The concept of culture change can be daunting upon first consideration, but as recreation support coordinator Kristel Bulthuis says, the education day led by food services director Kristie Wiedenfeld and the village advisory team is a great example of how the concept grows more accessible through conversation and idea sharing.
“It was a great way for team members to see we are making changes, we are moving forward,” Kristel says.
“Sometimes we like to see big, obvious changes and then we feel discouraged when we don’t see those big changes, but when we see all sorts of little changes, then it becomes a little easier to see we are moving forward.”
It takes time for the understanding to spread, she adds, but it is happening. Team members can be seen along village streets in blue T-shirts with the aspirations written on them, which encourage people to ask questions about how these statements inform the village’s future direction.
A conversation café hosted by team members from the Village of Erin Meadows was also held in late August, giving people even more opportunity to discuss how a range of aspirations in each of the villages are creating a new sense of resident empowerment.

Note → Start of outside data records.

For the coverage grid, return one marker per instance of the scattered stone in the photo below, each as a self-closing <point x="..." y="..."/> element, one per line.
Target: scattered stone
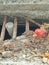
<point x="7" y="54"/>
<point x="45" y="59"/>
<point x="26" y="43"/>
<point x="9" y="46"/>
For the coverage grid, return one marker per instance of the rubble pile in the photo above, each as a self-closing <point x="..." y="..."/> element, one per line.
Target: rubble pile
<point x="27" y="47"/>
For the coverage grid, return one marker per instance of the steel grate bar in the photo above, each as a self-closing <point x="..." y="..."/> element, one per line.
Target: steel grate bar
<point x="15" y="28"/>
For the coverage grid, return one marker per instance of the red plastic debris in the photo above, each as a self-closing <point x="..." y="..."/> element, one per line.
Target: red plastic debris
<point x="40" y="32"/>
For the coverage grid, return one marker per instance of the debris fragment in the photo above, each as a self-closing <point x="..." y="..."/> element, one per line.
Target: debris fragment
<point x="6" y="54"/>
<point x="40" y="32"/>
<point x="45" y="59"/>
<point x="9" y="45"/>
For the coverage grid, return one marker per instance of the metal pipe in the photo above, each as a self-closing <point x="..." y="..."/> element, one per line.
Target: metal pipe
<point x="15" y="28"/>
<point x="3" y="28"/>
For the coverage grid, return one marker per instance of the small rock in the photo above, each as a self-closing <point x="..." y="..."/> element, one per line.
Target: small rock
<point x="26" y="43"/>
<point x="45" y="59"/>
<point x="9" y="46"/>
<point x="48" y="61"/>
<point x="6" y="54"/>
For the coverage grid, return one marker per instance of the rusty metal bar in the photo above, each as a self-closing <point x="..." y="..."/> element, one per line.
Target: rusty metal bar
<point x="27" y="25"/>
<point x="3" y="28"/>
<point x="15" y="28"/>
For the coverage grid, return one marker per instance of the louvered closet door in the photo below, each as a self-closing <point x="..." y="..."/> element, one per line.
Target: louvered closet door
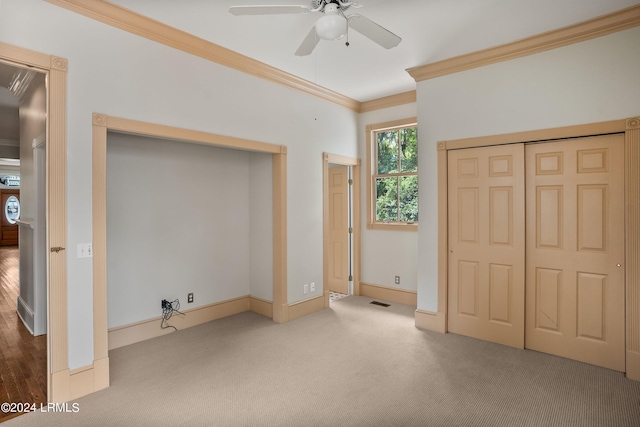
<point x="486" y="243"/>
<point x="575" y="238"/>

“There are all sorts of ideas out there that we should be tapping into more,” Kristel says, but with these conversations happening more often, ideas are spreading and it becomes easier to see which ones can have the greatest impact.
Taking the time to acknowledge team members in all village areas as they contribute to progress — sometimes without even knowing it — is also extremely important, she adds, and her pride is clear when she says progress is happening every day.